Eric sat suddenly upright and then relaxed to his former attitude, noting with quick thankfulness that his movement had been unobserved.

“What made you write to me?” he asked.

“Well, you see, everybody in my department is being demobilized, so I wanted a job. I saw you had a new play—”

“Already cast,” Eric interrupted. “And we could cast the third footman five times over with people who’ve played respectable parts for years. There’s nothing there, Miss Maitland, I’m afraid. Even if there were, I’d sooner see you living with your parents again—”

“I can’t go back.”

“I see. Well, what are you living on?”

“I saved a little money when I was with Sir Matthew. When that’s gone—”

“Oh, Gaymer would see you didn’t starve or get turned into the street,” said Eric with soft irony.

“Yes. At least he said he would—”

“Before you quarrelled,” he suggested.

She looked at him wonderingly.

“Who told you we’d quarrelled?” she asked.

“You did. Miss Maitland, however unconventional you want to be, you can’t take money from a man. I’d most gladly lend or give you fifty pounds to-night, but you couldn’t possibly accept it. You see that?”

“Of course! I hardly know you.”

Eric shook his head in bewilderment, as he tried to determine whether she was naturally stupid or wholly unsophisticated.

“Are you in love with Gaymer?”

Ivy hesitated before answering, and Eric felt that he was not going to hear the truth.

“I like him when he’s nice to me,” she answered indifferently.

“Is he in love with you?”

“He likes me. He likes so many people,” she said, as carelessly as before.

Eric nodded slowly and held out his hand.

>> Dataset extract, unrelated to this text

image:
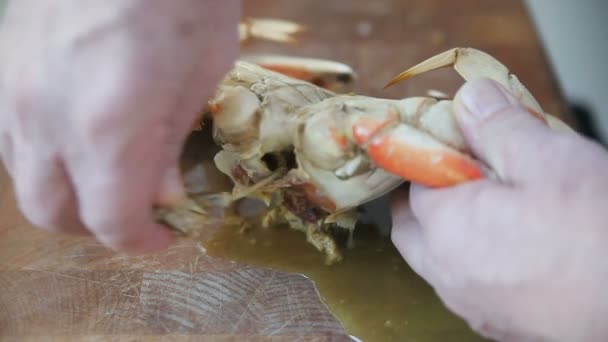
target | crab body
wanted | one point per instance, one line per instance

“Well, good-night. I’ll do what I can.”

Though he could promise her little, she was better for the companionship and talk. In opening the door, he turned and saw her watching him; but now she was spiritless again, her hands were clasped in front of her, her shoulders were bowed, and she looked crestfallen, limp and fragile. Remembering how irritation at her pertness had warmed to impatient dislike on board the Lithuania, Eric blamed himself for intolerance towards a child whose worst crime was her childishness.

“Have you a telephone here?” he asked.

“There’s one downstairs that I use. Shall I shew you?”

“Oh, no, thanks.” Impulse sent him back into the room; and he shook hands with her again, as though to postpone for an instant the silent chill of loneliness which he could feel already settling upon her. Gaymer had contrived to make the girl uncommonly miserable; and, though unhappiness was a universal distemper of the soul, though Eric had told himself that Ivy’s relations to Gaymer were their own business, he knew that he could comfort her spirit by putting an arm round her thin shoulders, by kissing her forehead and allowing her to sob out her simple perplexity and pain of heart. A hundred anguished memories warned him of the price that he had already paid for compassion; common sense cried out that this was not his affair. And yet, unless he made it his affair, no one would; and he had now learned wisdom and knew where to stop. “What I meant was: if you ever feel lonely, ring me up and have a talk. I’m nearly always at home, night and day. I’m not too busy for that. Suggest a day for lunch. I lead a fairly solitary life myself.”